Vitamin D and Endometrial Receptivity in Infertile Women

May 28, 2021 updated by: The University of Hong Kong

Effect of Vitamin D on Vaginal / Endometrial Biomarkers and Endometrial Receptivity in Women With Fertility Problems

This is a prospective study comparing vaginal and endometrial biomarkers and the trophoblast spheroid attachment rate in women with fertility problems before and after taking Vitamin D for 8 weeks.

Study Overview

Status

Unknown

Conditions

Intervention / Treatment

Detailed Description

The aim of this study is to assess the effect of vitamin D supplementation on vaginal / endometrial biomarkers and endometrial receptivity in women with fertility problems.

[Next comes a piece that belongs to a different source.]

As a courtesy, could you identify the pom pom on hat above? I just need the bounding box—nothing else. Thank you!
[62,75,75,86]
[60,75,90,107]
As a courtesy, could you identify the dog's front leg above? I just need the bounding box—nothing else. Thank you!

Women will have vaginal swab and endometrial biopsy twice. The first endometrial biopsy is performed using a Pipelle sampler 7 days after luteinizing hormone surge (LH+7) at baseline and the attachment rate of the trophoblast spheroid onto the isolated endometrial epithelial cells will be assessed to assess endometrial receptivity at baseline. Implantation biomarkers will be checked.

They will take Vitamin D 50,000 IU once per week for 4 weeks, followed by 50,000 IU once every 2 weeks for 4 weeks. After 8 weeks of Vitamin D, a second vaginal swab and endometrial biopsy using a Pipelle sampler by standard technique will be collected from the patients 7 days after luteinizing hormone surge (LH+7) and the endometrial receptivity will be compared.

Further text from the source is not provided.